Cheaper yet powerful camera solutions

It’s been a while since my last blog post. During this past year, I’ve built a few other cameras yet released on this blog. In the meantime, I have been looking into options to make this work available to fellow amateur astronomers as a viable product. One major blocker here is the cost. FPGAs are expensive devices due to two factors: 1. They are less produced compared to ASIC and still uses state of art silicon process. 2. Massive area dedicated to routing and configuration logic. Let’s look at a simple comparison. The MicroZed board I’m using cost $200 with dual Cortex-A9 core clocking at 666MHz. This contrasts with quad core Ras Pi 3B clocking at doubling frequency. And it only cost $30.

However, using these single board computer SoC devices are not free from challenges. Most scientific CMOS sensors do not output data using standard MIPI CSI2 interfaces and require a FPGA fabric to do the conversion. Beyond that, we also need to choose a SoC that has CSI2 interfaces supporting high enough total bandwidth. Then to take functionality into consideration, it’d be preferable to enable edge computing/storage and provide internet hosting in a single solution. In the end, we conclude the next generation should have the following connectivity.

1. 1000Base-T Ethernet and built-in WiFi support

2. USB3.0 in type-C connector

3. Fast storage with PCI-E NVME SSD

Besides these, the device should be open enough with Technical Reference Manual (TRM) and driver source code available for its various IP blocks. Ras Pi clearly drops out due to limited CSI2 bandwidth and absence of fast I/O. After length and careful comparison, I landed on Rockchip RK3399. It has dual CSI2 providing a total 1.5GB/s bandwidth and powerful hex A72/A53 cores running above 1.5GHz for any processing. One platform from friendlyArm NanoPC-T4 board is the most compact among all 3399 dev kits. This board also has IO interfaces aligning on one edge making case design straightforward. It is vastly cheaper compared to Zynq MPSoC with similar I/O connectivity.

NanoPC T4

Two MIPI CSI2 connector on the right

Now the rest is to provide a cheap FPGA bridge between the sensor and CSI2 interface. The difficult part is of course the 1.5Gbs of MIPI CSI2 transmitter. On datasheet, the 7 series HR bank OSERDES is rated at 1250Mbs. But like any other chip vendor, Xilinx down rate the I/O with some conserved margin. It’s been shown before that these I/O can be toggled safely at 1.5Gbs for 1080P60 HDMI operation. But still, that is TMDS33 with a much larger swing compared to LVDS/SLVS for MIPI D-PHY. To test this out, I put a compatible connector on the last carrier card design using extra I/Os. Because D-PHY is a mix I/O standard running on the same wire, only the latest Ultrascale Plus supports it natively.

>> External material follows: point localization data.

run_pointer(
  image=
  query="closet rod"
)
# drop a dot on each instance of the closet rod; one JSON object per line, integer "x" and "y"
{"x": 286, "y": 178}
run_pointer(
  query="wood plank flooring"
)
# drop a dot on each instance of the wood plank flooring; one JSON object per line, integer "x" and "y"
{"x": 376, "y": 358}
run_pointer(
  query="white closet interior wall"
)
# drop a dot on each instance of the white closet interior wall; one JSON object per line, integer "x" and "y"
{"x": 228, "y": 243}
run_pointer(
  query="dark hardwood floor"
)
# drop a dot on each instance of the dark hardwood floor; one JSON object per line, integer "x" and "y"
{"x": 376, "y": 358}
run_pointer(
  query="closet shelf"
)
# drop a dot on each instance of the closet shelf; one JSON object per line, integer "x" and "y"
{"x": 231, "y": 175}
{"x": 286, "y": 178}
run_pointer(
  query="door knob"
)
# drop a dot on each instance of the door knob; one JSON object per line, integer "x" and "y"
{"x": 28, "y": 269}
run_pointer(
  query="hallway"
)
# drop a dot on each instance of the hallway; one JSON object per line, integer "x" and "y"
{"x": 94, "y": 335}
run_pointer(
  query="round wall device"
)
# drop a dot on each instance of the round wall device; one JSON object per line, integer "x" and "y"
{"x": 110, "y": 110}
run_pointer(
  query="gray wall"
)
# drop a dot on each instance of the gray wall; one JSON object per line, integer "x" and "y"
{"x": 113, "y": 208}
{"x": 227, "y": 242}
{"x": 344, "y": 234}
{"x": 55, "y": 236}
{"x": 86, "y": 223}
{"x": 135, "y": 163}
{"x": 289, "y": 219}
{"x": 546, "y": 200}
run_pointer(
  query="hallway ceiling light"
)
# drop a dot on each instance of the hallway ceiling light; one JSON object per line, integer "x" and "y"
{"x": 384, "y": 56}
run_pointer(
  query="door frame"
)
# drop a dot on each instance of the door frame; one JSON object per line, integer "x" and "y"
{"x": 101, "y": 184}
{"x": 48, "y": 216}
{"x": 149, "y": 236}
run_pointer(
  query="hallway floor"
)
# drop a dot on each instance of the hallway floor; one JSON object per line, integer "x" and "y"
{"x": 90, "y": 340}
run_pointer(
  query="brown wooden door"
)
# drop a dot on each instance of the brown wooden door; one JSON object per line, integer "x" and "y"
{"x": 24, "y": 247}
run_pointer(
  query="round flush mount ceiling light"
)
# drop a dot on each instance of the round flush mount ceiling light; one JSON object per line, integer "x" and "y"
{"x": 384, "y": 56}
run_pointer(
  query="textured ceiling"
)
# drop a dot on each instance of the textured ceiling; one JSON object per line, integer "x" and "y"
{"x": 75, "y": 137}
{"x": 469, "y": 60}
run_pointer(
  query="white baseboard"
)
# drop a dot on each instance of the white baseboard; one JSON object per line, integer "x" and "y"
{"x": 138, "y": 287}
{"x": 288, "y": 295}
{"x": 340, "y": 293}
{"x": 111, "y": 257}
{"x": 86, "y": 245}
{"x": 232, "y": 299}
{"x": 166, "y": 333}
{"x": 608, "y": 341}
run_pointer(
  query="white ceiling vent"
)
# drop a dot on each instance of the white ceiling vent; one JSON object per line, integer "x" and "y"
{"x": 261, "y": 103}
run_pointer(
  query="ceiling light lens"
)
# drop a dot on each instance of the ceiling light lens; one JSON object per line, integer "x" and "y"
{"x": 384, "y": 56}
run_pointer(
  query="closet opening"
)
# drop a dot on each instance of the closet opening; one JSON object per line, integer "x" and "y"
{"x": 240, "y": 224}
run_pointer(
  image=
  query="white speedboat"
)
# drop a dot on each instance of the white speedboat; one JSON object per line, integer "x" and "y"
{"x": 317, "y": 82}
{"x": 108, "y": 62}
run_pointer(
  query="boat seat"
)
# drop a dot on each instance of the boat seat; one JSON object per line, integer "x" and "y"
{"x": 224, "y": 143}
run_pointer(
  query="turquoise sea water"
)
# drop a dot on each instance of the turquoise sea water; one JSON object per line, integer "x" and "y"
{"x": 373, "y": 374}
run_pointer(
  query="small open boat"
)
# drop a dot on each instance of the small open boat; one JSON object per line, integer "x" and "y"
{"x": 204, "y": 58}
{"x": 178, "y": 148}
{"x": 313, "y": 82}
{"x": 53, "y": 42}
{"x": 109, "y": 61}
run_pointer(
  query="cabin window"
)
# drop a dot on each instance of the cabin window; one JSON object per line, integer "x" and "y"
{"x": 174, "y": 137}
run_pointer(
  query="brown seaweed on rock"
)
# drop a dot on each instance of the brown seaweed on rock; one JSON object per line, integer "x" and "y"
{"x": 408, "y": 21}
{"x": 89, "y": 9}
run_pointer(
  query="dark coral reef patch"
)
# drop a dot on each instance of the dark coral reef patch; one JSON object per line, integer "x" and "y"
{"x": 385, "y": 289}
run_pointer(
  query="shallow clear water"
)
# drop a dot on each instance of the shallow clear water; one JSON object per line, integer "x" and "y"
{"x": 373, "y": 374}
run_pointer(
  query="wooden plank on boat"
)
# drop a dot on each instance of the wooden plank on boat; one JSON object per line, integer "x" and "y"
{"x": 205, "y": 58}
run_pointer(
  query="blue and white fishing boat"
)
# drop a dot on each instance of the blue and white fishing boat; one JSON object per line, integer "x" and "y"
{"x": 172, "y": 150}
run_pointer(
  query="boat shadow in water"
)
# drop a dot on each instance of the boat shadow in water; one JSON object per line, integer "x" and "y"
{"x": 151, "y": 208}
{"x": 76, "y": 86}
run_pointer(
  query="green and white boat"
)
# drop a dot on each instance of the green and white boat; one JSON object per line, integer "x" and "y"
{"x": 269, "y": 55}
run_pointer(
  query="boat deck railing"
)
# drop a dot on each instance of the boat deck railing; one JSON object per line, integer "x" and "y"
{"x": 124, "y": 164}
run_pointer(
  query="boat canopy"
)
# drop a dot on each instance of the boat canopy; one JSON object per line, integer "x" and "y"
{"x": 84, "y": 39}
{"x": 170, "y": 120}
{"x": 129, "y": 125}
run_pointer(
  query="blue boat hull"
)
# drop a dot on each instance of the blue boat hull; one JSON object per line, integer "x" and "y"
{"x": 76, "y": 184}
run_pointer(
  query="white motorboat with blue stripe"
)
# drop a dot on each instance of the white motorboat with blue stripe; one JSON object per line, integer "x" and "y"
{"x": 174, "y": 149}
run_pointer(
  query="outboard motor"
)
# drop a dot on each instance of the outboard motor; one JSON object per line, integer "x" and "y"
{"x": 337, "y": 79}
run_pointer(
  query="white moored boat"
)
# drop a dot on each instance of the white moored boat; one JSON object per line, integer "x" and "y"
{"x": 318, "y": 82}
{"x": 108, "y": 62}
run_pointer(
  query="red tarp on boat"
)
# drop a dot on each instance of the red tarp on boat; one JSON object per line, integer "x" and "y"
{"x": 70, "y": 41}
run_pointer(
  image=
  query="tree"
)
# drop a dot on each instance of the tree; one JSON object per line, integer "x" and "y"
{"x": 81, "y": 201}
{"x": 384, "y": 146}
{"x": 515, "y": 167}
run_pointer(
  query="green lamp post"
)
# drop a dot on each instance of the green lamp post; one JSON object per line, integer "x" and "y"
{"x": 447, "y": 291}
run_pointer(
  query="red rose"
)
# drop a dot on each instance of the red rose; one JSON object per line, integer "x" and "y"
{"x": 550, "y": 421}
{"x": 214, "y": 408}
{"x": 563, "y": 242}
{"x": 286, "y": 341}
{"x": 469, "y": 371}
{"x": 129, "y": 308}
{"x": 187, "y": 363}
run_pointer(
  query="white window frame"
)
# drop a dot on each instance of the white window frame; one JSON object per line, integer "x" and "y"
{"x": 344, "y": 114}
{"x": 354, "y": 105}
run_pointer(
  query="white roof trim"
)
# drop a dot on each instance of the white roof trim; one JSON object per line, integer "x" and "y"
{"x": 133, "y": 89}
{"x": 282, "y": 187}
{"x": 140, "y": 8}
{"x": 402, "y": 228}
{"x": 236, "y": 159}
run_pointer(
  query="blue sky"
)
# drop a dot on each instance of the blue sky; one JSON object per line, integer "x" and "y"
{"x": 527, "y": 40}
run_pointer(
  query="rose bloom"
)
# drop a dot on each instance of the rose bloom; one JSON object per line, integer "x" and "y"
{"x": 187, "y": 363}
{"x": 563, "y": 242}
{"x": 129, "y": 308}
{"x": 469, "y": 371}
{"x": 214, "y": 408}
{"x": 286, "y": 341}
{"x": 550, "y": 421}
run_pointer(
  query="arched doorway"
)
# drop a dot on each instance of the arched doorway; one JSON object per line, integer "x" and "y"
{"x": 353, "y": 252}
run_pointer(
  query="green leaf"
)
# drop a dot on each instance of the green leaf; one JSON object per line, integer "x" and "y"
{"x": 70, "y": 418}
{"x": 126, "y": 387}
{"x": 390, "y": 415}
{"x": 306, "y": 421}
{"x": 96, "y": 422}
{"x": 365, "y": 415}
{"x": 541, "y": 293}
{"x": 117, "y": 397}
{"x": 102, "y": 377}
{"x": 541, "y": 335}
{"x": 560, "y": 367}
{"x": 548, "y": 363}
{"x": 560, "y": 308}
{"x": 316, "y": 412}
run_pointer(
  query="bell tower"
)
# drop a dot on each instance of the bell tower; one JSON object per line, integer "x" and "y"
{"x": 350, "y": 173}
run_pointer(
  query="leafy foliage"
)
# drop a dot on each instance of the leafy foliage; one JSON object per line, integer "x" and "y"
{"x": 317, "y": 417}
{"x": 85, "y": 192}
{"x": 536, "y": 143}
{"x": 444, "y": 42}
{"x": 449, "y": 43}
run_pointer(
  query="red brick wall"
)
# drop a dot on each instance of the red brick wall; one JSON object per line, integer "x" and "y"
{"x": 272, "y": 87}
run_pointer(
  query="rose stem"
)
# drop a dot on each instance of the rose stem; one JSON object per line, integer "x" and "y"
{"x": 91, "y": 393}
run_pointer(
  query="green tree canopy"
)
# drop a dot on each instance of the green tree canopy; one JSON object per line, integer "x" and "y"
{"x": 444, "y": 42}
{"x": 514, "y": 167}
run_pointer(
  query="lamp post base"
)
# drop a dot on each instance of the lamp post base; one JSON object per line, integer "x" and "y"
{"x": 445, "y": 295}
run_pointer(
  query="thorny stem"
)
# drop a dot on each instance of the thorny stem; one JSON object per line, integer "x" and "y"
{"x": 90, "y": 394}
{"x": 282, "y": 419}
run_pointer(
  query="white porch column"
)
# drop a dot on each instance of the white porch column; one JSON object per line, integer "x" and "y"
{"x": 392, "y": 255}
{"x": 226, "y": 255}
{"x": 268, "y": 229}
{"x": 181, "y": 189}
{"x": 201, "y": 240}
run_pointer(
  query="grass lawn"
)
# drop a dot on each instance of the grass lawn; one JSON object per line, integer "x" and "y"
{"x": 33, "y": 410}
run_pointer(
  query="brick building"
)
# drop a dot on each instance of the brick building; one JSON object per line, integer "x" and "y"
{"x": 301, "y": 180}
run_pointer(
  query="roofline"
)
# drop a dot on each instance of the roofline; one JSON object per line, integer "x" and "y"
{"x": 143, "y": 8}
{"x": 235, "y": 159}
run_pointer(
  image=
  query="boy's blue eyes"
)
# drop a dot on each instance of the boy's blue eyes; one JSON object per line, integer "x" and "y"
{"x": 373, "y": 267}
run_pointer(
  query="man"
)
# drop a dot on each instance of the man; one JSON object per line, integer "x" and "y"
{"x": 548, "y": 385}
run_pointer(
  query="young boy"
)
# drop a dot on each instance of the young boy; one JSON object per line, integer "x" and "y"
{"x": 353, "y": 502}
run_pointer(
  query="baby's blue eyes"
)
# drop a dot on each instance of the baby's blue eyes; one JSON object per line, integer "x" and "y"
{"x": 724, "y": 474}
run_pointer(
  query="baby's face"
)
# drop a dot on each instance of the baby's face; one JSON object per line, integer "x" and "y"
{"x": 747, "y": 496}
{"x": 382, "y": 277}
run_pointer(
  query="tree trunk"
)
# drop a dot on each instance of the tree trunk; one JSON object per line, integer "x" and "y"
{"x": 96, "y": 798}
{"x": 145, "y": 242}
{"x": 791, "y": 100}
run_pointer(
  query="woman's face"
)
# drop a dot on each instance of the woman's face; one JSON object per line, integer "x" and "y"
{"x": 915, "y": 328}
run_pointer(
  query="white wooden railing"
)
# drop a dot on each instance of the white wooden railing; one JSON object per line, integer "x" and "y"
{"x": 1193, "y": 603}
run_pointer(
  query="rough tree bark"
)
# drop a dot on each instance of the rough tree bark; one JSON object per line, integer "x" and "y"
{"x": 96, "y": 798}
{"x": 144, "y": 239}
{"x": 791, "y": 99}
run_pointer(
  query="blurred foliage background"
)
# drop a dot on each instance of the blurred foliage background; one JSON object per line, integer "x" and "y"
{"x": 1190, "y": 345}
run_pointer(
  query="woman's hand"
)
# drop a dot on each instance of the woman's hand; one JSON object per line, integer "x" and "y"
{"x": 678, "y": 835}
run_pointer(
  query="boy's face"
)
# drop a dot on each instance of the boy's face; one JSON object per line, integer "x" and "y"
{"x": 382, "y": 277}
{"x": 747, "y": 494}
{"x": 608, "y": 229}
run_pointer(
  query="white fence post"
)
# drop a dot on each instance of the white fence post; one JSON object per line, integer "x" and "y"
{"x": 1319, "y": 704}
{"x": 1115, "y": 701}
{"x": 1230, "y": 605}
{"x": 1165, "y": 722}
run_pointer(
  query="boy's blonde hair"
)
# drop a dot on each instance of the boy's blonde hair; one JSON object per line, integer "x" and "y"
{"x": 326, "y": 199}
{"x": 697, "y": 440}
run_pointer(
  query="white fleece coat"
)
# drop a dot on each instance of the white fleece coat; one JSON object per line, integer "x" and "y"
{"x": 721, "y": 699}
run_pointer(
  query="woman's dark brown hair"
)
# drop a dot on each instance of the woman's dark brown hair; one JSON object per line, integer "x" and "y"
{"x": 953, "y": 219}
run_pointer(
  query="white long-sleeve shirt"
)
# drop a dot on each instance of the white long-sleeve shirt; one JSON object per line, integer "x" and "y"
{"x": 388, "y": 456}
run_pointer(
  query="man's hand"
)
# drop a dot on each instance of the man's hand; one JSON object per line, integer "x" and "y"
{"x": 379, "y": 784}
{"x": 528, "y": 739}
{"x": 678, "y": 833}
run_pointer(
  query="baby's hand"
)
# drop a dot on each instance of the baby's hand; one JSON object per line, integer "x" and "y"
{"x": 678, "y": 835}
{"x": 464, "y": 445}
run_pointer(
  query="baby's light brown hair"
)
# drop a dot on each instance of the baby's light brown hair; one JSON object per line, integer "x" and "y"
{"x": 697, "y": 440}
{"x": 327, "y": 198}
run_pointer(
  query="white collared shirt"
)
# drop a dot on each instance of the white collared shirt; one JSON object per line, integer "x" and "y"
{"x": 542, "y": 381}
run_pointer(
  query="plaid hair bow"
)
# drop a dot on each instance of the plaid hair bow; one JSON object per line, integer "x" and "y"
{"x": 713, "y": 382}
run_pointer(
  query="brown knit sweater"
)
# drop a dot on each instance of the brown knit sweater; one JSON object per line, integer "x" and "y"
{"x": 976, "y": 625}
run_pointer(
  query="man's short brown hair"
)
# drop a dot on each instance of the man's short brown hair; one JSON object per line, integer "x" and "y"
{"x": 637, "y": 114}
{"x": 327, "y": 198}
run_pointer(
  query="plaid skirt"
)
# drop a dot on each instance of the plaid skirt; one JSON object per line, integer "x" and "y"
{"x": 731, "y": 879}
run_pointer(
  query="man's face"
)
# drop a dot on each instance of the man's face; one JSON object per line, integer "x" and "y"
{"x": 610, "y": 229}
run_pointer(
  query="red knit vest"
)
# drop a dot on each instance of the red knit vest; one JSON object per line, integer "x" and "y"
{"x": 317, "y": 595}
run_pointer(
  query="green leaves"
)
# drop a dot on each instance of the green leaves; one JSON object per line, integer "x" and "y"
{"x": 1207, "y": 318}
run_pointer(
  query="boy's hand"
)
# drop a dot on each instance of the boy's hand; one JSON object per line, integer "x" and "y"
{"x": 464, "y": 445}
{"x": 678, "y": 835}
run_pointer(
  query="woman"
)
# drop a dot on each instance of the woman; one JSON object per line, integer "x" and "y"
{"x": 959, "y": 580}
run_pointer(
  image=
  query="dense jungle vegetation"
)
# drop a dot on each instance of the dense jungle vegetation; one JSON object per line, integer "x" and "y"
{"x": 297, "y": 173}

To combine both low power single ended LVCMOS12 and high-speed differential SLVS using cheap 7 Series FPGA, we must add an external resistor network according to Figure 10 in Xilinx XAPP894.

PCB resistor network with some rework

It is possible though, to merge all LP positive and negative line respectively to save some I/O if we are only using high-speed differential signaling. In this case, tying these LP will toggle all four lanes into HS mode simultaneously. The resistor divider ratio has also been changed because I need to share with LVDS25 signals from CMOS sensor in the same HR bank.

To produce an image, I wrote a test pattern generator to produce a simple ramp up value pixel by pixel in each line. Every next frame the starting value will increase by four. Timing closure was done at 190MHz for the AXI stream. This prevents FIFO underrun at 1.5Gbs at four lanes. I then took the stock OV13850 camera as mimicking target. A simple bare metal application runs on PS7. This app listens for I2C command interrupt, configures the MMCM clocking, sets image size and blanking and enables the core.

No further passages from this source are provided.